S'agissant du FII, je lirai avec intérêt le rapport de la Cour des comptes. Je soulignerai toutefois qu'il a une spécificité par rapport aux autres fonds : placé auprès du Trésor, il est intégré dans les comptes publics et donc dans le calcul du déficit et de la dette, ce qui est une vertu – mais je ne sais pas si la Cour des comptes l'a prise en compte.

Je ne vais toutefois pas me contredire : je suis opposé à toute logique qui irait à l'encontre des principes d'unité et d'universalité du budget, ne serait-ce que parce que, mesdames, messieurs les députés, vous devez pouvoir le contrôler. La loi de programmation des finances publiques prévoit d'ailleurs la fin d'une partie des affectations et je vous encourage, madame Peyrol, à conforter ce processus en contraignant le Gouvernement à les limiter.

Madame Louwagie, je sais qu'une mission d'information de votre assemblée a été mise en place pour évaluer la répercussion du mouvement des « gilets jaunes » sur l'économie française. D'après les informations dont je dispose, je peux vous dire que nous estimons son incidence à 0,2 point de PIB, soit 4 milliards d'euros. Le chômage partiel de 70 000 personnes a engendré 38 millions d'euros de coût pour l'assurance chômage et les frais pour les assurances sont évalués à plus de 200 millions d'euros. En outre, on peut imaginer que nos recettes auraient été plus importantes s'il n'y avait pas eu ce mouvement à la fin de l'année dernière.

M. Bourlanges s'est interrogé sur l'avenir de la politique de l'offre. Il a comparé Édouard Philippe à Raymond Barre – je pense que c'était d'un point de vue intellectuel et non pas physique... – et il s'est demandé si nous ne devenions pas keynésiens.

Le Président de la République a annoncé des mesures à hauteur de 17 milliards d'euros. Cela représente en dépenses supplémentaires pour le budget un peu plus de 2 milliards au titre de l'extension de la prime d'activité et 1,4 milliard au titre de la réindexation des retraites de moins de 2 000 euros. Tout le reste relève de la baisse d'impôt ou de la non-imposition. S'il y a une relance par la demande, c'est donc une relance par la baisse d'impôt, ce qui n'est pas tout à fait une relance keynésienne.

Nous avons fait le choix de baisses d'impôt drastiques, en continuité avec le programme du Président de la République. Lors des deux premières années du quinquennat, elles ont davantage concerné les entreprises, à l'exception de la réforme de la taxe d'habitation. Les annonces récentes concernent davantage les particuliers : renonciation à la taxe carbone, défiscalisation des heures supplémentaires, prime « Macron », baisse de l'impôt sur le revenu. Les politiques keynésiennes mises en place principalement par des gouvernements de gauche ont surtout reposé sur une augmentation de la dépense publique – augmentation de prestations, hausse du SMIC. Je ne crois pas du tout que notre politique tourne le dos à l'offre. Bien au contraire puisque nous ne sommes revenus ni sur la suppression de l'ISF, ni sur la mise en place du prélèvement forfaitaire unique (PFU), ni sur la baisse de l'impôt sur les sociétés, au grand dam d'Éric Coquerel.

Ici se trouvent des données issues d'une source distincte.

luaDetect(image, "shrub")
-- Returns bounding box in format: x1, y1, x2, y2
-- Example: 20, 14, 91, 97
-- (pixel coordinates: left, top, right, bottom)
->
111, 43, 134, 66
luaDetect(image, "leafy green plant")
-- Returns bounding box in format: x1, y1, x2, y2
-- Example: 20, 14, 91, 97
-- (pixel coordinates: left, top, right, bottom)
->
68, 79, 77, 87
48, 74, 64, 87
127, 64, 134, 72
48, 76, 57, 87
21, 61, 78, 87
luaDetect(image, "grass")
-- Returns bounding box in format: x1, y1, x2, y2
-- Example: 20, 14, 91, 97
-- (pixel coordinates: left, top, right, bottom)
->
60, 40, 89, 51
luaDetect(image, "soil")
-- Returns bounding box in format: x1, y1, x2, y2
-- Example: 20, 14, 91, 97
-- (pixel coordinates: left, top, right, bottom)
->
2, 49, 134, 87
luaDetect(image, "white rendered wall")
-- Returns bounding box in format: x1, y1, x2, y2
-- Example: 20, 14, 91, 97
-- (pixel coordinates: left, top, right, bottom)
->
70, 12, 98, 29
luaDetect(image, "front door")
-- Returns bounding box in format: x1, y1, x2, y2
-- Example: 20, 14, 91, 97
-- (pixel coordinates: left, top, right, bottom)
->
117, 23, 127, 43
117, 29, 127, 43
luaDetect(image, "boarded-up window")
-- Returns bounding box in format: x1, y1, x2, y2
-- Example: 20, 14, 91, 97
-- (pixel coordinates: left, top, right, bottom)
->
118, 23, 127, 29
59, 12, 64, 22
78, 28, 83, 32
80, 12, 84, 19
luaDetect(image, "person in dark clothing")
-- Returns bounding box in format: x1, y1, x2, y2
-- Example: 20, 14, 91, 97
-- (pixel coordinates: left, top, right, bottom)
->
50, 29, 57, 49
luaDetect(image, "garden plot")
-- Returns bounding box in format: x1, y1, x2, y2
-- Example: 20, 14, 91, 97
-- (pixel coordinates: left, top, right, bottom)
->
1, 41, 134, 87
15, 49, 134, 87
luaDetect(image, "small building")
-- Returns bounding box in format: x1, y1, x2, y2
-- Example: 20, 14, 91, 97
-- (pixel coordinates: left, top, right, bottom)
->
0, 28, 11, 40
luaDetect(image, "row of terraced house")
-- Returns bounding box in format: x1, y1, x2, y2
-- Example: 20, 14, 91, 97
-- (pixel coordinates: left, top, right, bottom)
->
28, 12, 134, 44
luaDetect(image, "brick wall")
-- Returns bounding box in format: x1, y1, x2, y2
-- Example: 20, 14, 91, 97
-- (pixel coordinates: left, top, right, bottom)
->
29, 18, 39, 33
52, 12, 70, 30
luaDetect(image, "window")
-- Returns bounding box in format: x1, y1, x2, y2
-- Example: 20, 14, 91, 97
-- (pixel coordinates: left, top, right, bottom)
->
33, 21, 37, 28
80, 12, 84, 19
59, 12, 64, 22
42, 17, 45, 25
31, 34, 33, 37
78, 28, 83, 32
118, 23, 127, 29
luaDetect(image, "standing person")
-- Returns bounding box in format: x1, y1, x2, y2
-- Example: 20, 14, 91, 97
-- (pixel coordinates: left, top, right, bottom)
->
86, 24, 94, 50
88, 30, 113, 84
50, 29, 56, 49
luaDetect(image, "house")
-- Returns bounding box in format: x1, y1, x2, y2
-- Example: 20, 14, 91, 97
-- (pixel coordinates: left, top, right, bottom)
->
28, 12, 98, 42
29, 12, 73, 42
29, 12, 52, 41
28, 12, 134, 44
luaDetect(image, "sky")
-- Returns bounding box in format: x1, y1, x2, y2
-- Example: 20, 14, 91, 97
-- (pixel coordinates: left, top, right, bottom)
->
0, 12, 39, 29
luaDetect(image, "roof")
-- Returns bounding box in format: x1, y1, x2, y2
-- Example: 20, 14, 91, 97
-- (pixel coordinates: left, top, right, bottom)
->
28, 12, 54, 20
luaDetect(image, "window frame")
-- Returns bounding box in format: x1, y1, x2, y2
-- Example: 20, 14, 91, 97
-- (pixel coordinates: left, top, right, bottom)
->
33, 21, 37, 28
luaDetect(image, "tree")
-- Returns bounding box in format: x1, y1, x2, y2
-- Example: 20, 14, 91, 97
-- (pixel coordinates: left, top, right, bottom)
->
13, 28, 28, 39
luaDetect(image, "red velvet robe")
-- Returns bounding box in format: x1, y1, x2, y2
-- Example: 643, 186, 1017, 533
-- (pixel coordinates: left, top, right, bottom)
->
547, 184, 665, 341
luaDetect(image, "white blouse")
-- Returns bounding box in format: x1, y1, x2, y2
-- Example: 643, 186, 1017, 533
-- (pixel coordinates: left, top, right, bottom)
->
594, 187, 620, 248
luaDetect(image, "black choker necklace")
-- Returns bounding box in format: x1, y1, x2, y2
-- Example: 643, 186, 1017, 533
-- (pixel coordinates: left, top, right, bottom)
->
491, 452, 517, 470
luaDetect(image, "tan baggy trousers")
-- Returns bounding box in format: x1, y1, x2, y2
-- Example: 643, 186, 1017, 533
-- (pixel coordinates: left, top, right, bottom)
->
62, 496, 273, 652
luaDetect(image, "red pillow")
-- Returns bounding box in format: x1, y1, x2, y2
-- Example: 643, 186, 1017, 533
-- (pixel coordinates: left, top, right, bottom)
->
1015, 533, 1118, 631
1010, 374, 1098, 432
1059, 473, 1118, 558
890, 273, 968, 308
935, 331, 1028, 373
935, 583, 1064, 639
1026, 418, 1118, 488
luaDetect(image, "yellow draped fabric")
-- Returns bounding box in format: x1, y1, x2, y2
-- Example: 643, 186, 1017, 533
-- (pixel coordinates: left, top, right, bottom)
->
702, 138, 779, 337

Je ne reviendrai que brièvement sur la question des niches. La moitié des 14 milliards d'euros qu'elles coûtent pour les particuliers redevables de l'impôt sur le revenu bénéficient au dernier décile, soit les Français les plus riches ou les moins pauvres. Elles ne sont donc pas justes du point de vue de la redistribution fiscale telle que nous la concevons.

Les niches fiscales pour les entreprises ne se réduisent pas au CIR. Le taux réduit de TVA pour la restauration est une niche fiscale, par exemple.